What is your set up of choice when DJing now days? Even with all of the technology it’s great that vinyl is enjoying a resurgence in popularity.
I tend the use the USB key, just because this suits my style and way of DJing the most, not because of technology. I switched from vinyl to CDs to do this. The USB gives me the chance to make longer mixes, make short tracks longer, long tracks shorter. Maybe I’m a bit old school because I love long mixes. I like to always tell a story and the USB allows me to do that. With vinyl I start thinking like I am being rushed, looking at records and thinking ‘only one minute left!’ – I want to take my time. USB key is perfect for me.
What DJs and producers have really got your attention right now? We love your remix of The Fall by Copy Paste Soul on his revived 2Swords imprint. He’s one to watch for us.
There are so so many. I mean usually when I do a remix I ask to do an exchange. I met Copy Paste Soul around four or five years ago in Ibiza when he was making much more techno than he is now. The music completely blew me away and so we always kept in touch. I asked him to do a remix for me for a little project I’m working on, so then I did that remix for him as an exchange.
There are so many young talents though – there are so many in France right now, exciting guys making incredible music. There has NEVER been such a quantity of good music than there is right now. I’m redoing my stick every single week and I have 50 new records – that’s eight DJ boxes! You were never, ever changing your DJ boxes every week.
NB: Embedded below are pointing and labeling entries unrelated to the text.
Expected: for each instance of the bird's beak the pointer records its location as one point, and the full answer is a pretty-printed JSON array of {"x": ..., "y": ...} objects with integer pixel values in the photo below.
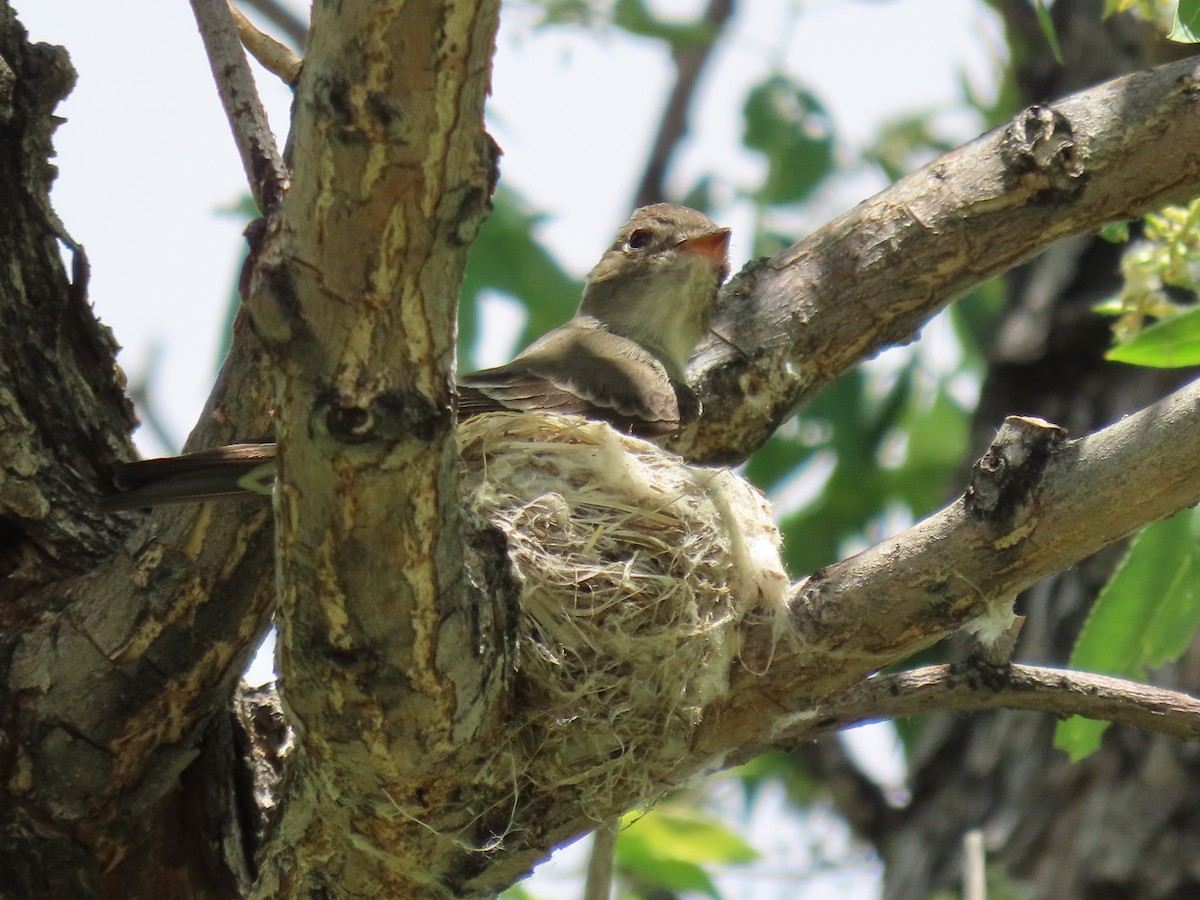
[{"x": 713, "y": 246}]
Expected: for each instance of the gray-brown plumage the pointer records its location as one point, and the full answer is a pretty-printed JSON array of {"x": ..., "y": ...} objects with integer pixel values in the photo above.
[{"x": 621, "y": 359}]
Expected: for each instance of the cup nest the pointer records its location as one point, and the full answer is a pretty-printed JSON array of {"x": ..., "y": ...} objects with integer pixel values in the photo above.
[{"x": 635, "y": 573}]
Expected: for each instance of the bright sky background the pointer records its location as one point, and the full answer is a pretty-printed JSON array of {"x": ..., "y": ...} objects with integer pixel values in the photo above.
[{"x": 145, "y": 162}]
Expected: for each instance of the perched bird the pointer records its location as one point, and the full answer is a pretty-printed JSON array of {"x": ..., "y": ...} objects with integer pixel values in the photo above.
[{"x": 621, "y": 359}]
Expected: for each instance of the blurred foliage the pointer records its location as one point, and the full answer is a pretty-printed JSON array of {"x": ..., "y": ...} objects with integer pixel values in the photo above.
[
  {"x": 667, "y": 847},
  {"x": 1179, "y": 19},
  {"x": 507, "y": 258},
  {"x": 787, "y": 125},
  {"x": 1161, "y": 275},
  {"x": 1144, "y": 617}
]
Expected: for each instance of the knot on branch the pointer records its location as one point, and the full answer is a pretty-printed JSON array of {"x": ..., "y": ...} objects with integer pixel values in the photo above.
[
  {"x": 1041, "y": 154},
  {"x": 1005, "y": 480},
  {"x": 389, "y": 417}
]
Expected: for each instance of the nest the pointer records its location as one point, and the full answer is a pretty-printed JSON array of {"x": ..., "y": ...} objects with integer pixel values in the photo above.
[{"x": 635, "y": 570}]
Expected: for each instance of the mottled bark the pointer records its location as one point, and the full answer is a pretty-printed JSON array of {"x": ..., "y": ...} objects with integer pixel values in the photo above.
[
  {"x": 1122, "y": 823},
  {"x": 123, "y": 636}
]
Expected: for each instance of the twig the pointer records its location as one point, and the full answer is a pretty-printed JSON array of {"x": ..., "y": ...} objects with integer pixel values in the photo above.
[
  {"x": 604, "y": 846},
  {"x": 975, "y": 877},
  {"x": 275, "y": 57},
  {"x": 292, "y": 25},
  {"x": 1061, "y": 691},
  {"x": 247, "y": 118},
  {"x": 689, "y": 63}
]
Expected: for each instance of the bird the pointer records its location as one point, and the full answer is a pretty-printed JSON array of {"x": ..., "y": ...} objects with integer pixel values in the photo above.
[{"x": 621, "y": 359}]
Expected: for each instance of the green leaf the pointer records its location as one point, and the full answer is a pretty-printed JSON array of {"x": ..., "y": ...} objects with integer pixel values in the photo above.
[
  {"x": 1170, "y": 343},
  {"x": 667, "y": 846},
  {"x": 1115, "y": 232},
  {"x": 1186, "y": 25},
  {"x": 1144, "y": 617},
  {"x": 1048, "y": 30},
  {"x": 792, "y": 130}
]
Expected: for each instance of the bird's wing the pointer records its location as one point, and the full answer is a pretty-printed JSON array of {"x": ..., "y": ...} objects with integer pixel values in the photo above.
[
  {"x": 568, "y": 372},
  {"x": 238, "y": 469}
]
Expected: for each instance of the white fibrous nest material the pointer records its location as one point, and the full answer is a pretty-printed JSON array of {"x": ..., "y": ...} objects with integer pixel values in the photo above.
[{"x": 635, "y": 571}]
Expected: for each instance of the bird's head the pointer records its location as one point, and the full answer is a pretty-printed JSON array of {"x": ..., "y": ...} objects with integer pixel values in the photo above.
[{"x": 658, "y": 281}]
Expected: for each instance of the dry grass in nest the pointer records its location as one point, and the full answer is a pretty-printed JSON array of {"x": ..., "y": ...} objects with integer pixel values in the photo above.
[{"x": 635, "y": 571}]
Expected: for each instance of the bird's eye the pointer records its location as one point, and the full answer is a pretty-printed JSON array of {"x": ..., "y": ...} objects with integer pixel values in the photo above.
[{"x": 639, "y": 239}]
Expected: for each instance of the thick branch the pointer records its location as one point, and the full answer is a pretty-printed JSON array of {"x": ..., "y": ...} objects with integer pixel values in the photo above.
[
  {"x": 871, "y": 277},
  {"x": 354, "y": 292},
  {"x": 1036, "y": 505}
]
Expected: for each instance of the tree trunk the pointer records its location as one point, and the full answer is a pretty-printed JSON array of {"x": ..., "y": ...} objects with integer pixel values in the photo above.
[{"x": 1123, "y": 822}]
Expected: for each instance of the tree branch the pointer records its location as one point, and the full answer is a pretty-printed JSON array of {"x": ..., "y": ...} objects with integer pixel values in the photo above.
[
  {"x": 1060, "y": 691},
  {"x": 261, "y": 159},
  {"x": 673, "y": 126},
  {"x": 274, "y": 57},
  {"x": 873, "y": 276}
]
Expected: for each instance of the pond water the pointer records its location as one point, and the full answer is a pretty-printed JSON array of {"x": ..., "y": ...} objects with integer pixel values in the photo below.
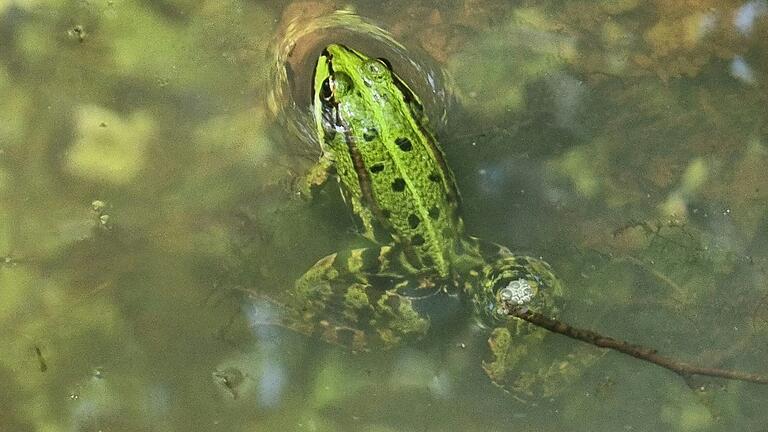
[{"x": 149, "y": 152}]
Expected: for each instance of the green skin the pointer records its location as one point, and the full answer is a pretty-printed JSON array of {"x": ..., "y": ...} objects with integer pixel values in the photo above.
[{"x": 393, "y": 175}]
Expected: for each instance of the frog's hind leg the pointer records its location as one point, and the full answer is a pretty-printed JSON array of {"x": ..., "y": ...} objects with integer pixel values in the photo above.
[{"x": 355, "y": 299}]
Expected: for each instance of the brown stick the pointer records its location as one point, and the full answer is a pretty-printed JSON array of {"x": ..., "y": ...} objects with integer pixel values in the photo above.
[{"x": 685, "y": 370}]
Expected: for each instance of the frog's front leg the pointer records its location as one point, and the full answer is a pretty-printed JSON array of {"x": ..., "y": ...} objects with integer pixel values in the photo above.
[{"x": 357, "y": 299}]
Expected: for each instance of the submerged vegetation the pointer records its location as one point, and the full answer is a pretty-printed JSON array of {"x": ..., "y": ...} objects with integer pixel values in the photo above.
[{"x": 145, "y": 186}]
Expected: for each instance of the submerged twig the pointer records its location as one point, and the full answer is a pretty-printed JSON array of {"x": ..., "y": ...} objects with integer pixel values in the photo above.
[{"x": 685, "y": 370}]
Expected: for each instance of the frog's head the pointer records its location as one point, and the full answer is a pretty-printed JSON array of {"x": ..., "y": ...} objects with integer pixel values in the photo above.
[
  {"x": 518, "y": 357},
  {"x": 516, "y": 281},
  {"x": 345, "y": 77}
]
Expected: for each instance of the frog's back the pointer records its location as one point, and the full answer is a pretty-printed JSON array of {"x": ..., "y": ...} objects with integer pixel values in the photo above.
[{"x": 388, "y": 159}]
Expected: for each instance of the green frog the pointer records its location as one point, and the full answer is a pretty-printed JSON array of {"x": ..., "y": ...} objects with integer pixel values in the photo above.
[{"x": 422, "y": 268}]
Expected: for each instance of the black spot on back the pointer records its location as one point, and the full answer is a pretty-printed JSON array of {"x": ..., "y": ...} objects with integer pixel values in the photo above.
[
  {"x": 325, "y": 89},
  {"x": 413, "y": 221},
  {"x": 404, "y": 144},
  {"x": 370, "y": 134}
]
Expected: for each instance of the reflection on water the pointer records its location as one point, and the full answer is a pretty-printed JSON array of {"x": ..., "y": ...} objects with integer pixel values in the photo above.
[{"x": 146, "y": 209}]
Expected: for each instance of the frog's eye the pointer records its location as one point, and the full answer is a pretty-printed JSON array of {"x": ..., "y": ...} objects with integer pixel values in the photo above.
[
  {"x": 375, "y": 68},
  {"x": 386, "y": 62},
  {"x": 342, "y": 83}
]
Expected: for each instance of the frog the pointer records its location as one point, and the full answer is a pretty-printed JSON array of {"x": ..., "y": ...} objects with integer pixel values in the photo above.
[{"x": 376, "y": 140}]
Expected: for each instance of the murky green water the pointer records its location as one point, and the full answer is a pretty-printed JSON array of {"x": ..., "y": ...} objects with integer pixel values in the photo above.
[{"x": 145, "y": 203}]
Now I have a new DJ box every week.
The other day I checked my stick and I had 950 records. I would have been LOST with that much 10 years ago. It’s good, very healthy.
Now with no money people can become producers. They can put their music on the net to distribute it. It’s no longer a matter of money and it has been a matter of money – even with the gear the distribution and vinyl was impossible. Now you can do it all yourself which is very interesting. If you like any style of music, all you have to do is dig a little bit and you’ll find hundreds and hundreds.